I forced myself to my feet as the troll fell to her knees, clutching her throat. She looked at me, really looked into me, pleading. I could see the pain and fear in her huge green eyes. She opened her mouth, gasping something through the foaming blood. I couldn’t make out the words. Tears rolled down her pocked face as she tried over and over to say something. I think it was “mercy,” but I couldn’t be sure. After a minute her eyes rolled into the back of her head and she fell backward. The forest shook with her falling.
“Damn it,” I shouted, looking around to Katie, who was limping toward me.
“Hang on,” Katie called, pulling her pack and guitar from the underbrush.
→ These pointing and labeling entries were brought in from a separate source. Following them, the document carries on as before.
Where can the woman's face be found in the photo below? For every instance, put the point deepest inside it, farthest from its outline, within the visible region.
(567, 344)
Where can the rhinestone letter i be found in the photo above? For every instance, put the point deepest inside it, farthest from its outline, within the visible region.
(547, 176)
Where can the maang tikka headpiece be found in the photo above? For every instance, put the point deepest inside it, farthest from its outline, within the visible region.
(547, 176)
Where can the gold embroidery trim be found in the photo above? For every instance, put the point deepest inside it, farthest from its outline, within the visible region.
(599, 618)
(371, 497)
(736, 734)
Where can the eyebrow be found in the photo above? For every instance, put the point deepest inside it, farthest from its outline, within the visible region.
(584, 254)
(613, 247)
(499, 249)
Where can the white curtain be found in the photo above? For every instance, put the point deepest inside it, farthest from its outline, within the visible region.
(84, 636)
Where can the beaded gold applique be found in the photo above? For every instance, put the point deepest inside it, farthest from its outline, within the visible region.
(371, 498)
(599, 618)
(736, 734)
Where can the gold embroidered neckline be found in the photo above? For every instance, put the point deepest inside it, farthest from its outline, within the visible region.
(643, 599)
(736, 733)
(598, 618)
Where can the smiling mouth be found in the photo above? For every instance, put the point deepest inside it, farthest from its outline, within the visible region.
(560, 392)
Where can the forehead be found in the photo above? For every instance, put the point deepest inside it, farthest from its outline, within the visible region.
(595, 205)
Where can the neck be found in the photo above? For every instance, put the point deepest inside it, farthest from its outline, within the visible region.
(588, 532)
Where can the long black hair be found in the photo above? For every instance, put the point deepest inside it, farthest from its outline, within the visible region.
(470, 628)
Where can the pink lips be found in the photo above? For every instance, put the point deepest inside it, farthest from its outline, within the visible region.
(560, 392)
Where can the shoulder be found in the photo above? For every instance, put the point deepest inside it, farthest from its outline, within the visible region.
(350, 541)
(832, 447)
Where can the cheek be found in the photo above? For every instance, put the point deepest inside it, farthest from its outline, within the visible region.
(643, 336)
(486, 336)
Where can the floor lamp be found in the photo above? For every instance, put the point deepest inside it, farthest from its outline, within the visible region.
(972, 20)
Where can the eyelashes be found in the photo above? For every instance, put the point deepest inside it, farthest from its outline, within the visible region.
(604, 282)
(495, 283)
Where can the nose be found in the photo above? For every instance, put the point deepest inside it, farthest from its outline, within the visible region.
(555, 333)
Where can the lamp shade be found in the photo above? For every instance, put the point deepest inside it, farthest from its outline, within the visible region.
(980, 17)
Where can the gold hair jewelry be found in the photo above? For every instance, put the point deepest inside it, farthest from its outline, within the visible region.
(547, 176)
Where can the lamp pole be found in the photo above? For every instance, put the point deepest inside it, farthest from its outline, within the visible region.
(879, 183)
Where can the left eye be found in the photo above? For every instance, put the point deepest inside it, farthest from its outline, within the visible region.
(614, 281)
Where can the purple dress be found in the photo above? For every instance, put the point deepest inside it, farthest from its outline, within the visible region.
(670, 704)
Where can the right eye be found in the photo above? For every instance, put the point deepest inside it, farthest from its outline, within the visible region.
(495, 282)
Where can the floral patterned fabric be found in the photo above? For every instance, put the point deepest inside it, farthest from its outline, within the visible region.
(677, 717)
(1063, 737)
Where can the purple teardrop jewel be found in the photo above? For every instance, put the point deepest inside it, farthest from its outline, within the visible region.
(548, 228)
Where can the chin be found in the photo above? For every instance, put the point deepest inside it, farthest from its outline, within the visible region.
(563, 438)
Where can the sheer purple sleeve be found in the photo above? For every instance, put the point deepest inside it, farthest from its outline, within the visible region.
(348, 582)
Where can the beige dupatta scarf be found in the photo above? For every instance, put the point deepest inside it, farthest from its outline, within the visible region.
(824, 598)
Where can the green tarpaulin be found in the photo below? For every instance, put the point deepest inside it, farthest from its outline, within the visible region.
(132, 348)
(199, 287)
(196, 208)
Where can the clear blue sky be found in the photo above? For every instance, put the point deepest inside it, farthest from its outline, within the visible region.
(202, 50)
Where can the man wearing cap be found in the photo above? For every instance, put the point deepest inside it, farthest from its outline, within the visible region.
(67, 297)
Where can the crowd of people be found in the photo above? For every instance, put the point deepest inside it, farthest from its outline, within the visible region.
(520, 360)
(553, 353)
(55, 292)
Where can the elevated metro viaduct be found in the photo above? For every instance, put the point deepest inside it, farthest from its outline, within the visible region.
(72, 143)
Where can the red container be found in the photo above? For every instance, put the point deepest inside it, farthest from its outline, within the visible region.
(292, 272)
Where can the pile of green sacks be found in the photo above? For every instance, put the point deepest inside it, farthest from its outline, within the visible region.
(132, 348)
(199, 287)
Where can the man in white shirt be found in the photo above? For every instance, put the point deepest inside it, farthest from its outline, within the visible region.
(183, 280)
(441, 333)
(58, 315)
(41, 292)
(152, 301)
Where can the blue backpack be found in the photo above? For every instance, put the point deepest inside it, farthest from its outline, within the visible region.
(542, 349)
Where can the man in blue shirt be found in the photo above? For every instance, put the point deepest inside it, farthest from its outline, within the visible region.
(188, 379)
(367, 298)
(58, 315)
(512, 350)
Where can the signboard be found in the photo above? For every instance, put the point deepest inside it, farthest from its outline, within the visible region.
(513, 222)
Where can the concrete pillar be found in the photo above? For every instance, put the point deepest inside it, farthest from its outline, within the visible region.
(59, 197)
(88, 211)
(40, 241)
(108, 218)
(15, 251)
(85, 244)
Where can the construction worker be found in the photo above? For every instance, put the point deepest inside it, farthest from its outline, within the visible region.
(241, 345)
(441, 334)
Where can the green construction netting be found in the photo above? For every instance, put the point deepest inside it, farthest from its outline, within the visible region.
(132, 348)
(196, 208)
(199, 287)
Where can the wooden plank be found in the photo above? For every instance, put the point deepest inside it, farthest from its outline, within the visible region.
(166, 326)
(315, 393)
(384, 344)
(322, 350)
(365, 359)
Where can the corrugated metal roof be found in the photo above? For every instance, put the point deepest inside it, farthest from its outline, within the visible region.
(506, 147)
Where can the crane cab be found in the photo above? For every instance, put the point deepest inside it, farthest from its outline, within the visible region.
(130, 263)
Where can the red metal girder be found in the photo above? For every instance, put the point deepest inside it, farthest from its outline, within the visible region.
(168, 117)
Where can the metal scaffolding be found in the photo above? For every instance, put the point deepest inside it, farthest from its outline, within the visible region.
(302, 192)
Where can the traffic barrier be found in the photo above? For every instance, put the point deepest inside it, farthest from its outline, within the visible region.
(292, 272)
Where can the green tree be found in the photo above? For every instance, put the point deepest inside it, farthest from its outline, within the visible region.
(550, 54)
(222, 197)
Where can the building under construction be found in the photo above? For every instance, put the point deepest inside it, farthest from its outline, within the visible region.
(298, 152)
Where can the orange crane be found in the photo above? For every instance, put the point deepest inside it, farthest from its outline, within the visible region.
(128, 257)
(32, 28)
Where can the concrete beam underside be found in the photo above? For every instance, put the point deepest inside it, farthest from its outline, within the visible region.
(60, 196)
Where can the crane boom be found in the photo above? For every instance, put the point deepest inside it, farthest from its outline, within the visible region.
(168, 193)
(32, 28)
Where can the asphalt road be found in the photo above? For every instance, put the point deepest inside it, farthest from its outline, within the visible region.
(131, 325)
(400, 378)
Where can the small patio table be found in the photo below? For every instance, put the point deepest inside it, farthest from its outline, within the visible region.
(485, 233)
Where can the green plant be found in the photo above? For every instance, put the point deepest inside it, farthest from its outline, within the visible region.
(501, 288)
She fell to her knees at my side and pushed me onto my back. “Let me stop the bleeding,” she ordered.
I leaned back on one elbow and watched as she peeled the chain and cloth from the wound. I grunted as she pulled several links out of the rent flesh. “Fuck, that hurts,” I growled.
She looked around, picked up a small stick from the ground, and thrust it at me. “Bite down on this,” she said and pushed me onto my back.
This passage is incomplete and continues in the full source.